Although the past week has been more reassuring for shareholders, they're still in the red over the last three years, so let's see if the underlying business has been responsible for the decline.
Because Sarepta Therapeutics made a loss in the last twelve months, we think the market is probably more focussed on revenue and revenue growth, at least for now. Generally speaking, companies without profits are expected to grow revenue every year, and at a good clip. As you can imagine, fast revenue growth, when maintained, often leads to fast profit growth.
Over three years, Sarepta Therapeutics grew revenue at 29% per year. That's well above most other pre-profit companies. The share price drop of 13% per year over three years would be considered disappointing by many, so you might argue the company is getting little credit for its impressive revenue growth. It's possible that the prior share price assumed unrealistically high future growth. Before considering a purchase, investors should consider how quickly expenses are growing, relative to revenue.
The company's revenue and earnings (over time) are depicted in the image below (click to see the exact numbers).
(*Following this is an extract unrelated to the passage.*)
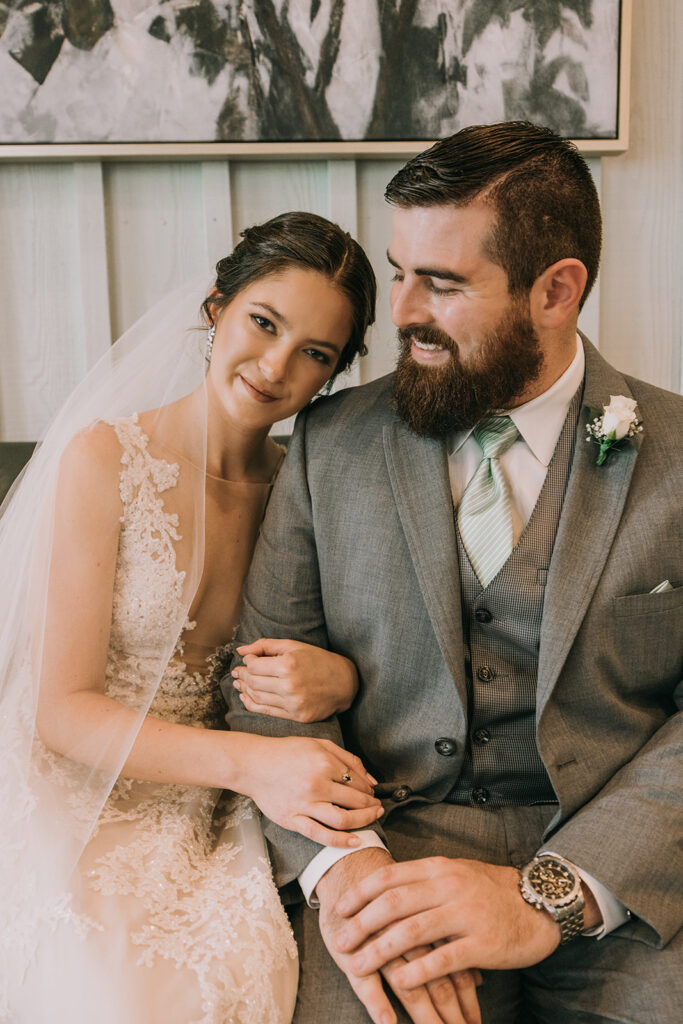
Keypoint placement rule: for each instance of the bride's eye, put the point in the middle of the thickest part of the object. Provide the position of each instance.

It's probably worth noting that the CEO is paid less than the median at similar sized companies. But while CEO remuneration is always worth checking, the really important question is whether the company can grow earnings going forward. You can see what analysts are predicting for Sarepta Therapeutics in this interactive graph of future profit estimates.
A Different Perspective
While the broader market gained around 36% in the last year, Sarepta Therapeutics shareholders lost 41%. Even the share prices of good stocks drop sometimes, but we want to see improvements in the fundamental metrics of a business, before getting too interested. Longer term investors wouldn't be so upset, since they would have made 7%, each year, over five years. If the fundamental data continues to indicate long term sustainable growth, the current sell-off could be an opportunity worth considering. While it is well worth considering the different impacts that market conditions can have on the share price, there are other factors that are even more important. For example, we've discovered 1 warning sign for Sarepta Therapeutics that you should be aware of before investing here.
If you would prefer to check out another company -- one with potentially superior financials -- then do not miss this free list of companies that have proven they can grow earnings.
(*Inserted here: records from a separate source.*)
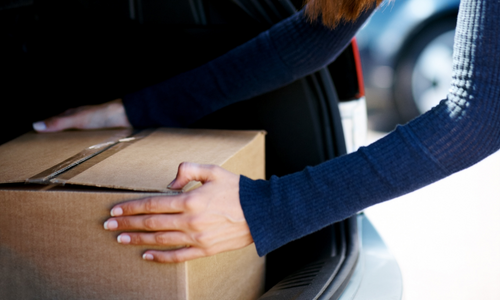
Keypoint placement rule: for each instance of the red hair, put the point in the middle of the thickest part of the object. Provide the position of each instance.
(334, 11)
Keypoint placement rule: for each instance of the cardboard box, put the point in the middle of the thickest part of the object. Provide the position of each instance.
(57, 190)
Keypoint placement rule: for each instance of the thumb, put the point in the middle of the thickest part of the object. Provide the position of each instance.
(192, 172)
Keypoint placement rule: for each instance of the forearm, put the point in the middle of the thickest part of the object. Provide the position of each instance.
(462, 130)
(289, 50)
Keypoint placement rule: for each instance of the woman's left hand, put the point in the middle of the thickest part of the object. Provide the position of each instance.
(208, 220)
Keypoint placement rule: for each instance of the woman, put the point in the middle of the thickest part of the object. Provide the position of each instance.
(230, 211)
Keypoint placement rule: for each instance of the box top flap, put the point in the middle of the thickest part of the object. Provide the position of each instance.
(146, 162)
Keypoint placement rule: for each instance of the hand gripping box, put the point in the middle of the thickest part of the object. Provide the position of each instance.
(57, 190)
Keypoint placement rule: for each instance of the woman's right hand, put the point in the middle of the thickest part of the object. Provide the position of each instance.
(107, 115)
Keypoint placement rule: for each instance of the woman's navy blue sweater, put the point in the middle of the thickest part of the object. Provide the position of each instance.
(462, 130)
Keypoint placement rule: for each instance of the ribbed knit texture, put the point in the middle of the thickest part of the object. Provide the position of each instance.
(289, 50)
(460, 131)
(463, 129)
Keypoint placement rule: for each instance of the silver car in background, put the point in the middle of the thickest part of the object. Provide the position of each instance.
(406, 49)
Please note, the market returns quoted in this article reflect the market weighted average returns of stocks that currently trade on US exchanges.
This article by Simply Wall St is general in nature. We provide commentary based on historical data and analyst forecasts only using an unbiased methodology and our articles are not intended to be financial advice. It does not constitute a recommendation to buy or sell any stock, and does not take account of your objectives, or your financial situation. We aim to bring you long-term focused analysis driven by fundamental data. Note that our analysis may not factor in the latest price-sensitive company announcements or qualitative material. Simply Wall St has no position in any stocks mentioned.